For implicit conversions, the compiler will look for a conversion constructor of the target type that take a matching argument, and isn't flagged as explicit. If it doesn't find one, it will try to call the opImplConv on the source type that returns the target type.
class MyObj { double myValue; // Allow MyObj to be implicitly created from double MyObj(double v) { myValue = v; } // Allow MyObj to be implicitly converted to double double opImplConv() const { return myValue; } // Allow MyObj to be created from int, but only explicitly MyObj(int v) explicit { myValue = v; } // Allow MyObj to be converted to int, but only explicitly int opConv() const { return int(myValue); } }
This should only be used for value conversions and not reference casts. That is, the methods are expected to return a new instance of the value with the new type.
bool opImplConv
on reference types even if the class method is implemented. This is because it is ambigous if it is the handle that is verified or the actual object.If a reference cast is desired, i.e. a different type of handle to the same object instance, then the opCast method should be implemented instead. The compiler will attempt to rewrite an expression cast<type>(expr)
as expr.opCast()
, and chose the opCast overload that returns a handle of the desired type.
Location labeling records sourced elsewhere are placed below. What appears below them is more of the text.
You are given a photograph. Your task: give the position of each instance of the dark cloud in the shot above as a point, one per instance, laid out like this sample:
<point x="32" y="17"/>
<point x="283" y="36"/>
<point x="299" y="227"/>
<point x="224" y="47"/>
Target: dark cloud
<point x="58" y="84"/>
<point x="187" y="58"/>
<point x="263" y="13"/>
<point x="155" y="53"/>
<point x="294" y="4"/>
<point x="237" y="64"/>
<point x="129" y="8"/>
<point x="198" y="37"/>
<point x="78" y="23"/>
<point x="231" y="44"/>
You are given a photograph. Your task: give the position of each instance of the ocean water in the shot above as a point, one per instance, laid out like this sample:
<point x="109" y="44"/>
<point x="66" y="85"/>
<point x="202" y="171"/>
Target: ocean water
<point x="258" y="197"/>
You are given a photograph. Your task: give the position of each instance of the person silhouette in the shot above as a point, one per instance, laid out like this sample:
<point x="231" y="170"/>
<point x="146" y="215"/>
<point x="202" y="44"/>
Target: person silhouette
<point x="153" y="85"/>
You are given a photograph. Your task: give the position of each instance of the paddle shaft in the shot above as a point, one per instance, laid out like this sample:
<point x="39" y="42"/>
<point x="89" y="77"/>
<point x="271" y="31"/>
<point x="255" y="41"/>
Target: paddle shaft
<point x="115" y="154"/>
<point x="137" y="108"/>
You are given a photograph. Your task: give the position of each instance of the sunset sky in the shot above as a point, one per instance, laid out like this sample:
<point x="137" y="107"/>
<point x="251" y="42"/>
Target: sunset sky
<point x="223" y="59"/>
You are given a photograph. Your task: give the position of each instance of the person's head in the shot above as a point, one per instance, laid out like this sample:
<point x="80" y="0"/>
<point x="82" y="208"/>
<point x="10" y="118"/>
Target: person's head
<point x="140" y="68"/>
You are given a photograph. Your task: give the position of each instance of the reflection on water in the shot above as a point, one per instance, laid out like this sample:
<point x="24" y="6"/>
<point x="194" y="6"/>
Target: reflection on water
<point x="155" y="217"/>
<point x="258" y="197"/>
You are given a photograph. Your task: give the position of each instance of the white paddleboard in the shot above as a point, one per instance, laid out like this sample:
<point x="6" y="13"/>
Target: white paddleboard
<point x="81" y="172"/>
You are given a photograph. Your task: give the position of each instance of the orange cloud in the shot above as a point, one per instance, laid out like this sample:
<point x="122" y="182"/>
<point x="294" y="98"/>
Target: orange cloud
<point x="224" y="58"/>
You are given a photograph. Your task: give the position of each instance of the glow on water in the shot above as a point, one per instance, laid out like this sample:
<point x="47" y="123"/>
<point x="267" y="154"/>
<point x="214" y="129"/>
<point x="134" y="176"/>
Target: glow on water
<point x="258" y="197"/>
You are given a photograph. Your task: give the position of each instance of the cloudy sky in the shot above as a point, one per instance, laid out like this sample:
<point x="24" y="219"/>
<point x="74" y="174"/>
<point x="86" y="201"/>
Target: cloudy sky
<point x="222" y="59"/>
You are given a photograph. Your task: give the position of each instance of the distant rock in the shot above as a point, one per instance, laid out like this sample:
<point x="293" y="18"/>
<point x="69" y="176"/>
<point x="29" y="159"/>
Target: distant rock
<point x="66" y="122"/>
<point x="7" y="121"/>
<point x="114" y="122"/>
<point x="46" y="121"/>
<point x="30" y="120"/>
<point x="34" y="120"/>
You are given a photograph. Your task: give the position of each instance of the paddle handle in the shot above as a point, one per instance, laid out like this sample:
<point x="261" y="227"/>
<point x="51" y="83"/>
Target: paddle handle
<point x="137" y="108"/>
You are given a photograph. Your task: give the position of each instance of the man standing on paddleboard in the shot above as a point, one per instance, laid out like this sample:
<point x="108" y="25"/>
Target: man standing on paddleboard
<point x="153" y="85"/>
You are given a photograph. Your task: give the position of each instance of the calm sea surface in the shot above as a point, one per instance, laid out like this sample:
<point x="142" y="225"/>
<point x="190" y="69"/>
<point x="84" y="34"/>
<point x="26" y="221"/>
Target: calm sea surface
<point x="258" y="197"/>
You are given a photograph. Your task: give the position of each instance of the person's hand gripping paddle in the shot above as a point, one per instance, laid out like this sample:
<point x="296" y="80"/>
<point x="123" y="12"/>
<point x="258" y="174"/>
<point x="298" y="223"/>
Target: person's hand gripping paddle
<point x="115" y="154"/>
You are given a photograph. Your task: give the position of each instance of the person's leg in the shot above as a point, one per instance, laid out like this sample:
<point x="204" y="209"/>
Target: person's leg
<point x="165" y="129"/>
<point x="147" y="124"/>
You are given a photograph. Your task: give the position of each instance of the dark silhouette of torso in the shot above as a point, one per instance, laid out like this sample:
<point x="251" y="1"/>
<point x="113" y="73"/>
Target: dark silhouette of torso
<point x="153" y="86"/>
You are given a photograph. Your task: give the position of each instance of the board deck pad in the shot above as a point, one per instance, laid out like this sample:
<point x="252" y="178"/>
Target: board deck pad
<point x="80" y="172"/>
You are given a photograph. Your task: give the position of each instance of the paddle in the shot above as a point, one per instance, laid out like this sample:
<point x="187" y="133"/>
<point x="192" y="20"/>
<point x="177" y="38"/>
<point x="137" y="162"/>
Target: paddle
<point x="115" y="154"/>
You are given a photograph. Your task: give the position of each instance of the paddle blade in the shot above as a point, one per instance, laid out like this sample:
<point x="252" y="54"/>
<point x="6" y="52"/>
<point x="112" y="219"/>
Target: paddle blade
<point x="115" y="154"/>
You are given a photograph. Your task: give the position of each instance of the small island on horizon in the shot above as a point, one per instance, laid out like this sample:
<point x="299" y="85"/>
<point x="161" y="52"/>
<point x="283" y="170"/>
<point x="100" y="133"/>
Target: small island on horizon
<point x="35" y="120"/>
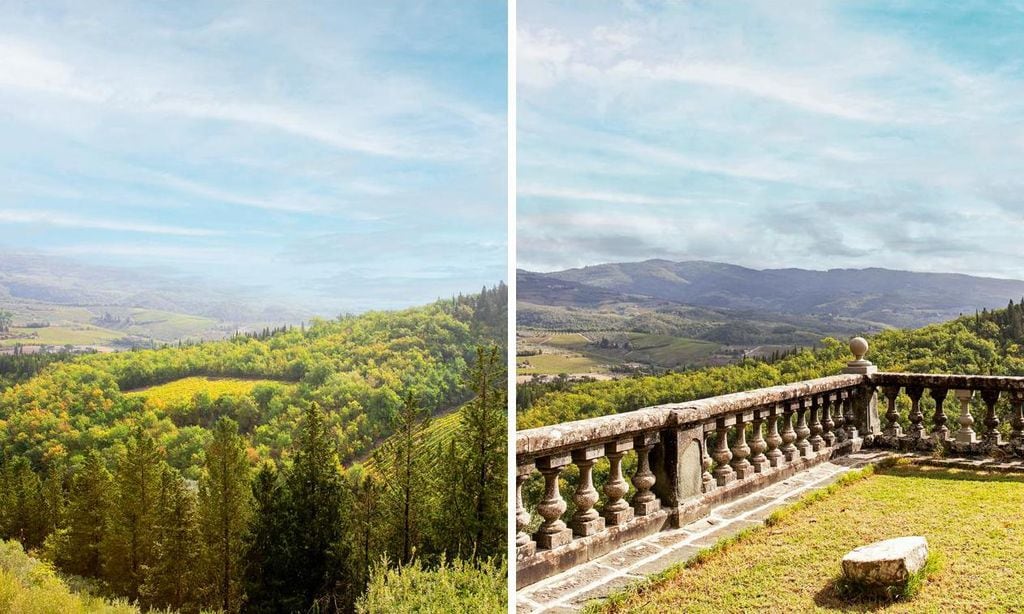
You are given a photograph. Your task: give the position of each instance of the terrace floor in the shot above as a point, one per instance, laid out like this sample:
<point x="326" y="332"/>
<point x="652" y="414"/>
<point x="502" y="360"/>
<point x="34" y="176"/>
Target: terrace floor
<point x="790" y="567"/>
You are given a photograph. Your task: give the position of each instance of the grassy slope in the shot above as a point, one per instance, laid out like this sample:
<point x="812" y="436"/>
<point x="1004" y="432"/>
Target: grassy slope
<point x="183" y="390"/>
<point x="438" y="432"/>
<point x="576" y="353"/>
<point x="973" y="523"/>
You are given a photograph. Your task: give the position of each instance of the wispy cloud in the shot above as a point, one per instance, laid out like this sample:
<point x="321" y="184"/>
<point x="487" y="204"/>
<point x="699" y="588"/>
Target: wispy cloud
<point x="844" y="134"/>
<point x="50" y="218"/>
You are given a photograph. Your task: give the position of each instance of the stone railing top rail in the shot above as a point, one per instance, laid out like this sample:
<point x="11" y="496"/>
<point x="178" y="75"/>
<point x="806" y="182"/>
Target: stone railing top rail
<point x="563" y="436"/>
<point x="1006" y="383"/>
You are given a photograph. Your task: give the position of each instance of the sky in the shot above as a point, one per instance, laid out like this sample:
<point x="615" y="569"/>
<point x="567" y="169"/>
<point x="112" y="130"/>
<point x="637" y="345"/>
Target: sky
<point x="821" y="135"/>
<point x="334" y="156"/>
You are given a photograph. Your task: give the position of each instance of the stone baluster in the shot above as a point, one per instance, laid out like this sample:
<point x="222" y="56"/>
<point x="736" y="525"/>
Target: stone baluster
<point x="840" y="420"/>
<point x="1017" y="420"/>
<point x="916" y="417"/>
<point x="708" y="482"/>
<point x="803" y="431"/>
<point x="790" y="450"/>
<point x="817" y="441"/>
<point x="827" y="424"/>
<point x="758" y="444"/>
<point x="966" y="433"/>
<point x="524" y="545"/>
<point x="774" y="440"/>
<point x="723" y="472"/>
<point x="849" y="420"/>
<point x="586" y="521"/>
<point x="991" y="436"/>
<point x="893" y="428"/>
<point x="616" y="510"/>
<point x="740" y="450"/>
<point x="939" y="430"/>
<point x="553" y="532"/>
<point x="644" y="501"/>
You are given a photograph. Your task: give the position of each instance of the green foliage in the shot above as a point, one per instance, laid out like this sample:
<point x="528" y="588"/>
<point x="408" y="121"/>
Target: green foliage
<point x="456" y="587"/>
<point x="31" y="586"/>
<point x="224" y="508"/>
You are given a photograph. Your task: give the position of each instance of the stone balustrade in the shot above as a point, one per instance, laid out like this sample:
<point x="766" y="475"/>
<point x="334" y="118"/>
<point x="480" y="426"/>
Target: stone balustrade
<point x="688" y="456"/>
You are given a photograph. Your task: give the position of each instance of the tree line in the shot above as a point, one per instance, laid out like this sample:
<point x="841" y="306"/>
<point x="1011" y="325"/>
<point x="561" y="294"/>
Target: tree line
<point x="269" y="537"/>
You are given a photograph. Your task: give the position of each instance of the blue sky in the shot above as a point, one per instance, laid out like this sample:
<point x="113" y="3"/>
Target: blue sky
<point x="338" y="156"/>
<point x="818" y="135"/>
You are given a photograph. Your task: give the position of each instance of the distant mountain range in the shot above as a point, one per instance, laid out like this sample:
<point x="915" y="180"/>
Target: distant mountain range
<point x="886" y="297"/>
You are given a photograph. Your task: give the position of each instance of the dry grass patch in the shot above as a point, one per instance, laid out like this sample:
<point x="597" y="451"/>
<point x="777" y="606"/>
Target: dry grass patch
<point x="974" y="523"/>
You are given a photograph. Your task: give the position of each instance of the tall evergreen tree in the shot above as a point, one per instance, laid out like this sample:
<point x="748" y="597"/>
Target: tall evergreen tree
<point x="225" y="507"/>
<point x="128" y="542"/>
<point x="314" y="497"/>
<point x="25" y="517"/>
<point x="408" y="465"/>
<point x="88" y="506"/>
<point x="267" y="574"/>
<point x="484" y="441"/>
<point x="171" y="580"/>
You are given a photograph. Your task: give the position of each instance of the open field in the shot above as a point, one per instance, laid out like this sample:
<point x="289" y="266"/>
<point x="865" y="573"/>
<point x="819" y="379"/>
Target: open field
<point x="183" y="390"/>
<point x="608" y="352"/>
<point x="973" y="523"/>
<point x="438" y="432"/>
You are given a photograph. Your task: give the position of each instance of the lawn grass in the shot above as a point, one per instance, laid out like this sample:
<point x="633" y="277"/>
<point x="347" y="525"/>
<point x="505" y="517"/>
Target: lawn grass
<point x="180" y="391"/>
<point x="974" y="523"/>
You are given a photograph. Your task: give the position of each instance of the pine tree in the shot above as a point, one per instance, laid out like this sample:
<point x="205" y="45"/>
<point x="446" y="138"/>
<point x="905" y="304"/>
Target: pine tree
<point x="25" y="518"/>
<point x="409" y="470"/>
<point x="314" y="496"/>
<point x="128" y="542"/>
<point x="171" y="579"/>
<point x="88" y="506"/>
<point x="266" y="572"/>
<point x="225" y="507"/>
<point x="475" y="472"/>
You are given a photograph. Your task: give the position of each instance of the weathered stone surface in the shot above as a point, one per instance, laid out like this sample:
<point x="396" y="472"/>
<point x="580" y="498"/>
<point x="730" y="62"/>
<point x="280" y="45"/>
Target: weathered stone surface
<point x="886" y="563"/>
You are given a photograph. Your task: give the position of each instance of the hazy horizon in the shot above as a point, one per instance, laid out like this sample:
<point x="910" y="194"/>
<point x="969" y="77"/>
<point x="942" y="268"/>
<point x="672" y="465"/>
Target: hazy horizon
<point x="843" y="135"/>
<point x="341" y="156"/>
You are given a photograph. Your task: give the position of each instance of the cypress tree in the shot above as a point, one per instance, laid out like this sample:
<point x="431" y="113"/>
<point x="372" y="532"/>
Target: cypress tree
<point x="171" y="580"/>
<point x="128" y="542"/>
<point x="409" y="470"/>
<point x="225" y="507"/>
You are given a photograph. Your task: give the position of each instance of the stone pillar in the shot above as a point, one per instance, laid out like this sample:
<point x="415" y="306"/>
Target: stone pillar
<point x="678" y="466"/>
<point x="553" y="532"/>
<point x="817" y="441"/>
<point x="774" y="440"/>
<point x="865" y="410"/>
<point x="758" y="444"/>
<point x="644" y="501"/>
<point x="524" y="545"/>
<point x="803" y="431"/>
<point x="616" y="510"/>
<point x="827" y="425"/>
<point x="740" y="451"/>
<point x="939" y="430"/>
<point x="586" y="520"/>
<point x="966" y="433"/>
<point x="1017" y="420"/>
<point x="991" y="436"/>
<point x="788" y="434"/>
<point x="915" y="417"/>
<point x="723" y="472"/>
<point x="893" y="428"/>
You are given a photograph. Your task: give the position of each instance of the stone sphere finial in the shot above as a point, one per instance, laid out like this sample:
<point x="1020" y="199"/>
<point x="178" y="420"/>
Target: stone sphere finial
<point x="858" y="346"/>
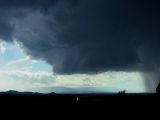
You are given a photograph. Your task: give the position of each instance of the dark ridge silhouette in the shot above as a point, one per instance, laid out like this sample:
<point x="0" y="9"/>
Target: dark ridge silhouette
<point x="120" y="98"/>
Here too the opImplCast can be implemented instead if the reference cast is allowed to be performed implicitly by the compiler.
class MyObjA { MyObjB @objB; MyObjC @objC; MyObjB @opCast() { return objB; } MyObjC @opImplCast() { return objC; } const MyObjB @opCast() const { return objB; } const MyObjC @opImplCast() const { return objC; } }
An example where the opCast/opImplCast operator overloads come in handy is when extending a type without directly inheriting from it.